Some people say Confederate symbols pay homage to Southern pride and President Donald Trump has defended Confederate monuments. But I got my first taste of the racist meaning behind the Confederate symbol when I was just 5 years old.

Growing up in Florence, Alabama, a city in the northwest corner of the state, Confederate imagery was everywhere – bumper stickers, a monument in front of the county courthouse, bandanas, and most notoriously in the form of a flag.

As my mother and I were on our way home from the grocery store, a group of White men in a truck with a large Confederate flag hoisted on the back, stopped next to us at a red light and shouted “n—-rs.” When they drove away, I fearfully asked my mother why those men were calling us that name. I will never forget the bewildered look on her face or the hurt in her voice as she explained to me what it meant.

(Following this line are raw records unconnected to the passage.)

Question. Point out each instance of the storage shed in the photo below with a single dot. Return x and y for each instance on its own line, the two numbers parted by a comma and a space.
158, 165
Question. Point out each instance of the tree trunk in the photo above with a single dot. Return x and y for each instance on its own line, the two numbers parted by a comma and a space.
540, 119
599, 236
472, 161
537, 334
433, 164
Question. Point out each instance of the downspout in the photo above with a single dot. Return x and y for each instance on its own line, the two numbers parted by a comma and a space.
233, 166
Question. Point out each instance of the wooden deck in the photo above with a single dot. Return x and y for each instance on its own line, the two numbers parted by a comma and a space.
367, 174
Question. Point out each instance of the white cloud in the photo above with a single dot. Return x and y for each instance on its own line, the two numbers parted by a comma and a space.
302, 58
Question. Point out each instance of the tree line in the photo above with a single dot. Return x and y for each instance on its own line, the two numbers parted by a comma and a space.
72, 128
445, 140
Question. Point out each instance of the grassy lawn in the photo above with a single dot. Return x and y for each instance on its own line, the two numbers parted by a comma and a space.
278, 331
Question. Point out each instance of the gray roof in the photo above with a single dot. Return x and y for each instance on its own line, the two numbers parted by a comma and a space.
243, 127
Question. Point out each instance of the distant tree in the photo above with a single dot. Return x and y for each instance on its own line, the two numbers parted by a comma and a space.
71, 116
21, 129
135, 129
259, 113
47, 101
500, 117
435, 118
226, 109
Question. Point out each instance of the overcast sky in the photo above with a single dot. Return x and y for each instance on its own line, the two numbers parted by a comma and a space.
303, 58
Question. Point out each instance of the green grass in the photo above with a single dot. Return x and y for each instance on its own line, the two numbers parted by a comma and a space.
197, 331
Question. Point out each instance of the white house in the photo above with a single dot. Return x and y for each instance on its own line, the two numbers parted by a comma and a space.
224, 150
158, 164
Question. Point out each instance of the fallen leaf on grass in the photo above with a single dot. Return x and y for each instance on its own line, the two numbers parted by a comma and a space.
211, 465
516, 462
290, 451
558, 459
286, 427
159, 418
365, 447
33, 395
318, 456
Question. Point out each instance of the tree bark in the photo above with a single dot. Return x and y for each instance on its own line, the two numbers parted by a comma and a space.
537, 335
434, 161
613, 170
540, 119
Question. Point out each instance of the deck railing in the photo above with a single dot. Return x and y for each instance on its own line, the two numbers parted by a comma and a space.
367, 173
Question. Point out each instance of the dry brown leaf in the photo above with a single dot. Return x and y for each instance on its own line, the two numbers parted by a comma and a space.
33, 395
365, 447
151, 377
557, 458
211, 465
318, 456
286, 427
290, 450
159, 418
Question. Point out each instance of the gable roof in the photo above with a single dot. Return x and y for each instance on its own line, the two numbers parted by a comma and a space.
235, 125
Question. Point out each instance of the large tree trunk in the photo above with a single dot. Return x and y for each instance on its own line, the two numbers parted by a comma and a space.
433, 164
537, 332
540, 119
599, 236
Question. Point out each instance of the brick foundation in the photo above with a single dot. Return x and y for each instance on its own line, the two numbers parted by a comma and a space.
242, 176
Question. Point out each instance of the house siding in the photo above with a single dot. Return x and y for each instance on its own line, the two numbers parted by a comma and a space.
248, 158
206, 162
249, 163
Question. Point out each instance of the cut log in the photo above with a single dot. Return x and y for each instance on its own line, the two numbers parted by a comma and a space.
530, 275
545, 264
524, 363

Unfortunately, that would not be the last time my mother or I would be called that racist term. And for me, and many other Black people, the term is inextricably linked to the Confederate symbol and those who glorify the South’s racist, slave-holding history.

Eventually, I became numb to the word and the painful meaning of Confederate imagery, so much so that I would roll my eyes driving past the massive Confederate flag flying over I-65 between Birmingham and Montgomery. After seeing the images for so long, I was desensitized to the pain during my undergraduate years at Virginia Commonwealth University in Richmond, a city that I dubbed my second home. I would pay no mind to the Confederate statues that lined the city’s historic Monument Avenue.

Lately, I’ve been optimistic and also jaded – because the debate has gone on for so long without action – about their removal. Mississippi Gov. Tate Reeves, a Republican, signing a law removing the Confederate emblem from the state flag, NASCAR banning Confederate flags from its events, and Richmond Mayor Levar Stoney using his emergency powers to remove Confederate monuments and statues, including the ones on Monument Avenue (except a statue of Gen. Robert E. Lee that is state-owned property), are actions I never expected.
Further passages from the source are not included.